2.4. Streichungen und Ersetzungen
In T 190/99 erklärte die Kammer mit Verweis auf T 108/91 (ABl. 1994, 228) und T 214/91, dass es nicht gegen Art. 123 (3) EPÜ 1973 verstößt, wenn ein erteilter Anspruch geändert wird, um eine unrichtige technische Aussage, die mit der Gesamtoffenbarung des Patents offensichtlich unvereinbar ist, durch die richtige Angabe der betreffenden technischen Merkmale zu ersetzen. Nach Ansicht der Kammer sollte der Fachmann zudem bei der Prüfung eines Anspruchs unlogische oder technisch unsinnige Auslegungen ausschließen.
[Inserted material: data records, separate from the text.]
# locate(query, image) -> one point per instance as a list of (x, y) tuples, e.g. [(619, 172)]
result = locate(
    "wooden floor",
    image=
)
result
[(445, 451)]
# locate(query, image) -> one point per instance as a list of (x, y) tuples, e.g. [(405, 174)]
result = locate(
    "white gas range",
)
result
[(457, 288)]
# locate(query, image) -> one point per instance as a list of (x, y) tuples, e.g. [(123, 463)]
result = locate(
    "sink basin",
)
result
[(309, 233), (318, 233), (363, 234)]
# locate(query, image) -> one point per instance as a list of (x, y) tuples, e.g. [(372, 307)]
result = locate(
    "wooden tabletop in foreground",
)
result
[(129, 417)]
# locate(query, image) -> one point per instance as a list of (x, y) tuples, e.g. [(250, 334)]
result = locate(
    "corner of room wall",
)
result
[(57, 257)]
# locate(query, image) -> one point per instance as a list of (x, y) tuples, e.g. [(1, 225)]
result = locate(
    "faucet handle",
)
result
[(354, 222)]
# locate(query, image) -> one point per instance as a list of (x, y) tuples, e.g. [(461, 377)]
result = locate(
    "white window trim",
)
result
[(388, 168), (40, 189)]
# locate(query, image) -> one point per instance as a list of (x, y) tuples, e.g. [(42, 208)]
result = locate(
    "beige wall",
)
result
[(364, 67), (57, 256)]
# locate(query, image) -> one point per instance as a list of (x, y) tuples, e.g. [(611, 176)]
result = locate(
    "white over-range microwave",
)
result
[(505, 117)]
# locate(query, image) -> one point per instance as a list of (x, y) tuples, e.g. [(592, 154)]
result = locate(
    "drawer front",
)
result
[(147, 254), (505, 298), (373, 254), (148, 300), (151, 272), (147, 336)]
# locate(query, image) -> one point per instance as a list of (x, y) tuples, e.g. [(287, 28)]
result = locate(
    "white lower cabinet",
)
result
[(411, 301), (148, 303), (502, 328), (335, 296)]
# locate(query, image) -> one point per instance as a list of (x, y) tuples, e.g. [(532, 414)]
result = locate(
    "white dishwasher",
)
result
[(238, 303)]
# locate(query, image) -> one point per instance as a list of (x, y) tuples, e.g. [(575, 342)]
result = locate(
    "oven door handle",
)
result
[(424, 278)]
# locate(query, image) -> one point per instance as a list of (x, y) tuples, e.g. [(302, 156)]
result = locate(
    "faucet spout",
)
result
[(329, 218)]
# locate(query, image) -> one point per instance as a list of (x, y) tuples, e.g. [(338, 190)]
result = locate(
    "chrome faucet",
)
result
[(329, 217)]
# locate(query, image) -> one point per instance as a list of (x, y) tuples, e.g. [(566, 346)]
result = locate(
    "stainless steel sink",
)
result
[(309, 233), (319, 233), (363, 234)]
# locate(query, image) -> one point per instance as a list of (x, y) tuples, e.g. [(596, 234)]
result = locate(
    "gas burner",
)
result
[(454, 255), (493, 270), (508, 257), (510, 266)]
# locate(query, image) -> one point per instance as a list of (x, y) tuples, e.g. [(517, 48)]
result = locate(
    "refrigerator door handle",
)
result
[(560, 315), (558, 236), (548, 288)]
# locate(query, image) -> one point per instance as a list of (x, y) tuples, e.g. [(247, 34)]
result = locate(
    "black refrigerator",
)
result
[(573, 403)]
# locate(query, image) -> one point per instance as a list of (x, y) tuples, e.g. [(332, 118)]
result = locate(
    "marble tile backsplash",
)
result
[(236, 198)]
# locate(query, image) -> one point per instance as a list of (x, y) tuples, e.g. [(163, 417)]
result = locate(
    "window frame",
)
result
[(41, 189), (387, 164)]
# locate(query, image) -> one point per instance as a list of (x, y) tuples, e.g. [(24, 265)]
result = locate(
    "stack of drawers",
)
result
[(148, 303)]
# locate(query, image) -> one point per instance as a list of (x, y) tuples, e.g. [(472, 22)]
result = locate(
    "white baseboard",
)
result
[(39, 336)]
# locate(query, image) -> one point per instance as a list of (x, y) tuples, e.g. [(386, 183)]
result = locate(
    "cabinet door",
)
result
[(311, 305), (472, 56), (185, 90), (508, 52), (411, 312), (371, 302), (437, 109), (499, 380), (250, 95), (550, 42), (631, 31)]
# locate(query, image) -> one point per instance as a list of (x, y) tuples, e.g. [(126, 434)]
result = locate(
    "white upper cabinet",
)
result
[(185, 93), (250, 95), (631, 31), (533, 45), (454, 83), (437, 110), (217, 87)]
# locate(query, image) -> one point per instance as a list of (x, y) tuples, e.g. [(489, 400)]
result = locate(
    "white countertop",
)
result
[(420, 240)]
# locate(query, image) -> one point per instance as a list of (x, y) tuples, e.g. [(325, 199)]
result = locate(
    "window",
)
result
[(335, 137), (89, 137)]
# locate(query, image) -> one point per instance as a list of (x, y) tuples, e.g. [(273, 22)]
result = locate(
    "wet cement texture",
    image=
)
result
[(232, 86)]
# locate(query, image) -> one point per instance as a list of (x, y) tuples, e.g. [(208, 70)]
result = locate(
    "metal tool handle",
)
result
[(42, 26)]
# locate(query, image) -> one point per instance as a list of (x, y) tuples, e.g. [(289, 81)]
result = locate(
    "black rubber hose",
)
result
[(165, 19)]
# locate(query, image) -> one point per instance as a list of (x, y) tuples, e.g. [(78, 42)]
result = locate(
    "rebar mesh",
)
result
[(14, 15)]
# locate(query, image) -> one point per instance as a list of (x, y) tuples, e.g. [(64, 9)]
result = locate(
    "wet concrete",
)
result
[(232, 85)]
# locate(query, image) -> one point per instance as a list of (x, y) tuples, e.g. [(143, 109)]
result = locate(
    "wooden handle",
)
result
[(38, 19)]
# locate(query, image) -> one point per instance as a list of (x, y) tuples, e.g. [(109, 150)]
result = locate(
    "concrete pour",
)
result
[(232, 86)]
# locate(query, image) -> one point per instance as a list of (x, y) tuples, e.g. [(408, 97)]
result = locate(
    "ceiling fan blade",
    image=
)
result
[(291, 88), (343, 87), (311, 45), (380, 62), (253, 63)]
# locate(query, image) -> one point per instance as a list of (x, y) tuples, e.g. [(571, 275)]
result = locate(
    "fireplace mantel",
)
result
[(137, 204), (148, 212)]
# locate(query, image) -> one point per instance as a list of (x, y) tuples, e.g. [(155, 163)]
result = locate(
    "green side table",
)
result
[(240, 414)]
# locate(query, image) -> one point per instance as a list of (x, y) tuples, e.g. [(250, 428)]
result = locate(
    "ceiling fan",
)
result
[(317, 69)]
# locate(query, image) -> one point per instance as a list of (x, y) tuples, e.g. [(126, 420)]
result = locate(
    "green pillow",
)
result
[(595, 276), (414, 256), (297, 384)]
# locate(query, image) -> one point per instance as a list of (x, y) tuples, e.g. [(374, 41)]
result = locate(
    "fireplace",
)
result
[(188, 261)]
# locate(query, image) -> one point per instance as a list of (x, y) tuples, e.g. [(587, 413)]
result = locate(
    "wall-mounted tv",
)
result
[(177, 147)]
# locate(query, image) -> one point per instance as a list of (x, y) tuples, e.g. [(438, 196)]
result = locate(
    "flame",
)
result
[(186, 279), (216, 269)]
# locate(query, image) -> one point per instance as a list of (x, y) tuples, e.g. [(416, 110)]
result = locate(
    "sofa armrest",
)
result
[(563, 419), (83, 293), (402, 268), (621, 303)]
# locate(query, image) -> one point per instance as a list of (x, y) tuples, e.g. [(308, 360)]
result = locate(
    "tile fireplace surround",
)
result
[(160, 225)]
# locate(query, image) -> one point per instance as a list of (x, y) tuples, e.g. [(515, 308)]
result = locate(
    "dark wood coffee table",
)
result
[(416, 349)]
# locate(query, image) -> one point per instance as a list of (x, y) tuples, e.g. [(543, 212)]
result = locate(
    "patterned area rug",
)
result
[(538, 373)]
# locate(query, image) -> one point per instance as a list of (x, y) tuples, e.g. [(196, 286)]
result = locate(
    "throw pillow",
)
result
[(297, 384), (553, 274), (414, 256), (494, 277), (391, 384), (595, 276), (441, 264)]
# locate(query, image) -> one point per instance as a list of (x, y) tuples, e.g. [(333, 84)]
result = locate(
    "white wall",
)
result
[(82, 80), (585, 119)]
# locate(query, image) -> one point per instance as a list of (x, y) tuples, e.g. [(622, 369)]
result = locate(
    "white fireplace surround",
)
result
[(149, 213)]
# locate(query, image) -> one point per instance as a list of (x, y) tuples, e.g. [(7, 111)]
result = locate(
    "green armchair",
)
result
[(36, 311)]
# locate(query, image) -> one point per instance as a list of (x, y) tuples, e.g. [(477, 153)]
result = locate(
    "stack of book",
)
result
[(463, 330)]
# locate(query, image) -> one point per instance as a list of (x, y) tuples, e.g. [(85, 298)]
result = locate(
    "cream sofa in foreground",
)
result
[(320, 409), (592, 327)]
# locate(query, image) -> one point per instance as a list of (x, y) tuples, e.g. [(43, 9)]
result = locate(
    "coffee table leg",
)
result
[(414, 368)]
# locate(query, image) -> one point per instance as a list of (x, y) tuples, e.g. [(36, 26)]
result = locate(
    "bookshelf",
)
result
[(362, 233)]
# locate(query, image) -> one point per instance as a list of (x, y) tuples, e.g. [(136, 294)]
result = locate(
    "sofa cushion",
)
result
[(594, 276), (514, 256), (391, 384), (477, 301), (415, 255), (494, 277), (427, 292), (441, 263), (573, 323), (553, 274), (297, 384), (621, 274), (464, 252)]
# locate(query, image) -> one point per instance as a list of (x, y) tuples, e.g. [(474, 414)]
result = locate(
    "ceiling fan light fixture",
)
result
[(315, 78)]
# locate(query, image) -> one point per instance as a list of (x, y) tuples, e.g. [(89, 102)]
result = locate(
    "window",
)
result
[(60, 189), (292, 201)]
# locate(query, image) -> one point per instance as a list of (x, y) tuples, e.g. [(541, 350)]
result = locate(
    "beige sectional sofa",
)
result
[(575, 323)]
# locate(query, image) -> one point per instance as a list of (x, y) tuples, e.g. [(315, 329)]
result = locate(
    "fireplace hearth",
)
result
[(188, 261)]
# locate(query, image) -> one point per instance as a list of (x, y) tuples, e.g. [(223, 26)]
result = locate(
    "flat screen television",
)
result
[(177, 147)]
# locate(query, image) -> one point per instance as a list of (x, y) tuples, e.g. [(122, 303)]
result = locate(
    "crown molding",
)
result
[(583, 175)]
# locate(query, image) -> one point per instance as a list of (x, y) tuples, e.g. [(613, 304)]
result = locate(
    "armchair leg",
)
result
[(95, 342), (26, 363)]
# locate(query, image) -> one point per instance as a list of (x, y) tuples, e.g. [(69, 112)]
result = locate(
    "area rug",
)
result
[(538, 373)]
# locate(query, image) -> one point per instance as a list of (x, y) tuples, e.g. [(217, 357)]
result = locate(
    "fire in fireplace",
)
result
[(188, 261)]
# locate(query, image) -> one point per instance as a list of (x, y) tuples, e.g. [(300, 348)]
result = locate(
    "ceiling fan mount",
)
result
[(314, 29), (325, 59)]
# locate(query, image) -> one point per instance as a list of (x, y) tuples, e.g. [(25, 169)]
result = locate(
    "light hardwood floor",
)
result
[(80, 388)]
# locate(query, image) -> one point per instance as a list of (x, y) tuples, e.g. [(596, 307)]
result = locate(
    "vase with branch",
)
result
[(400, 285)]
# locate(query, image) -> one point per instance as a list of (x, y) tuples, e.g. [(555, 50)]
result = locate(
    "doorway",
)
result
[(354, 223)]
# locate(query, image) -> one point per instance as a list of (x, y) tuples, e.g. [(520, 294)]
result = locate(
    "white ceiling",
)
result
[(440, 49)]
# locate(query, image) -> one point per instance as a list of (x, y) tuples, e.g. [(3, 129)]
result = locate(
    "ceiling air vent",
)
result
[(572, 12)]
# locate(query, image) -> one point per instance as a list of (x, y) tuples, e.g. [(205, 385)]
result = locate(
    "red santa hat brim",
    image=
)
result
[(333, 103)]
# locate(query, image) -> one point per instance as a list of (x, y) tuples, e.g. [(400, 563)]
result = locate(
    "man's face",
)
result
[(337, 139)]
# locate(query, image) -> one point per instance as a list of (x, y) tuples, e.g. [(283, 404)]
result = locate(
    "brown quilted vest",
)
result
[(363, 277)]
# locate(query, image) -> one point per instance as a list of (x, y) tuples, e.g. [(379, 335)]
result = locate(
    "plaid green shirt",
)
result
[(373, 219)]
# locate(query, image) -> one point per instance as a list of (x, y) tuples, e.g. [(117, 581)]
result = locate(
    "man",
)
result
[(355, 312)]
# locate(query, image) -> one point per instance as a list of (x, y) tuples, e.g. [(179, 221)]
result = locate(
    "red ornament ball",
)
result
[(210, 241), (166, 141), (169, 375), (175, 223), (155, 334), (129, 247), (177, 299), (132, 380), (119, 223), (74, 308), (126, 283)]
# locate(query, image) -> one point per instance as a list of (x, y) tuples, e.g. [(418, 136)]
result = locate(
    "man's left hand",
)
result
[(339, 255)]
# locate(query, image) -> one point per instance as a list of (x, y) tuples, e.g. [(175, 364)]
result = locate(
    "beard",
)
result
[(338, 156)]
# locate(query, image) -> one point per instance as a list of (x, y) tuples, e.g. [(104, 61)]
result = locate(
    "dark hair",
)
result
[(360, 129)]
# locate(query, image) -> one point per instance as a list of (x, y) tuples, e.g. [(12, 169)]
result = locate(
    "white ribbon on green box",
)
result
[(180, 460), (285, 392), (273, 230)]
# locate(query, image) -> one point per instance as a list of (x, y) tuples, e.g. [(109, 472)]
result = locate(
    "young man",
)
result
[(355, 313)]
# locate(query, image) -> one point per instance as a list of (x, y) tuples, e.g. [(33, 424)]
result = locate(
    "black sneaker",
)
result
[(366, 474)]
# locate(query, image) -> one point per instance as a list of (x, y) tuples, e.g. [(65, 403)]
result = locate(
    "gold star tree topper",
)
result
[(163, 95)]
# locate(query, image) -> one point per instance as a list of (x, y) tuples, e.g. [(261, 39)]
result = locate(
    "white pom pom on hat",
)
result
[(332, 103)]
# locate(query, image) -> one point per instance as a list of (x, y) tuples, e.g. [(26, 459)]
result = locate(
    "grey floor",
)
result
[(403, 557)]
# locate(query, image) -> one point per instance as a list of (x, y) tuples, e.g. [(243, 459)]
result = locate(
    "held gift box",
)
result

In T 749/03 argumentierte der Beschwerdegegner (Patentinhaber), dass der Sachverhalt ähnlich gelagert sei wie in T 190/99: Anspruch 5 in der ursprünglich eingereichten Fassung wäre für sich genommen technisch unsinnig, und auch durch bloße Hinzufügung seiner Merkmale zu den Merkmalen von Anspruch 1 erhielte man eine unzulänglich definierte Apparatur. Unter Berücksichtigung der gesamten Offenbarung des Patents könnte der Fachmann jedoch zu einer technisch sinnvollen Auslegung des Anspruchs gelangen. Die Kammer stützte ihre Begründung auf den Ansatz in der Entscheidung T 371/88 (ABl. 1992, 157, die vorstehend in Kapitel II.E.2.4.8 zusammengefasst ist), in der es um die Frage der Zulässigkeit einer Änderung eines erteilten Anspruchs ging, mit der ein restriktiver Begriff durch einen weniger restriktiven Begriff ersetzt werden sollte, und in der zwei Voraussetzungen festgelegt sind: a) Der im erteilten Anspruch verwendete restriktive Begriff ist in seinem Kontext von der technischen Bedeutung her nicht so klar, dass er ohne Auslegung anhand der Beschreibung und der Zeichnungen des Patents zur Ermittlung des Schutzbereichs herangezogen werden könnte; b) aus der Beschreibung und den Zeichnungen des Patents und auch aus dem Prüfungsverfahren bis zur Patenterteilung geht unverkennbar hervor, dass die weitere Ausführungsart zur Erfindung gehört und dass nie beabsichtigt war, sie vom Schutzbereich des Patents auszuschließen. Im vorliegenden Fall (T 749/03) war die technische Bedeutung der das zweite (Transmissions)Gitter betreffenden Merkmale völlig klar, wenn man nur Anspruch 1 betrachtete. In der Kombination mit Anspruch 5 ergaben diese Merkmale jedoch nur unter Hinzuziehung der Beschreibung und der Zeichnungen einen Sinn. Daher war Voraussetzung a) erfüllt. Darüber hinaus stand außer Zweifel, dass der Anmelder auf diese Ausführungsform nicht verzichtet hatte. Damit war auch die Voraussetzung b) erfüllt.
In T 1896/11 hatte der Beschwerdeführer den zu überwachenden Parameter aus Anspruch 5 des Patents in der erteilten Fassung durch einen anderen Parameter ersetzt. Der Beschwerdeführer begründete dies wie folgt: Anspruch 5 des Patents in der erteilten Fassung enthielt eine unrichtige technische Aussage, und da aus der Beschreibung unverkennbar hervorging, was offensichtlich beabsichtigt war, konnte Anspruch 5 entsprechend dieser Absicht geändert werden (mit Verweis auf T 108/91), ohne gegen Art. 123 (3) EPÜ zu verstoßen. Die Kammer war anderer Ansicht und befand, dass der Fachmann Anspruch 5 des Patents in der erteilten Fassung verstanden hätte und es keinen Anlass zu der Annahme gab, dass er eine unrichtige technische Aussage enthielt. Außerdem sei es nach G 1/93 (ABl. 1994, 541) nicht zulässig, ein technisches Merkmal eines Patentanspruchs durch ein anderes technisches Merkmal zu ersetzen, das dazu führe, dass sich der Anspruch auf einen Gegenstand erstrecke, der außerhalb des Schutzbereichs des erteilten Anspruchs liege. In T 195/09 wurde darauf hingewiesen, dass die Entscheidung T 108/91 diesbezüglich ganz eindeutig von G 1/93 überholt worden ist.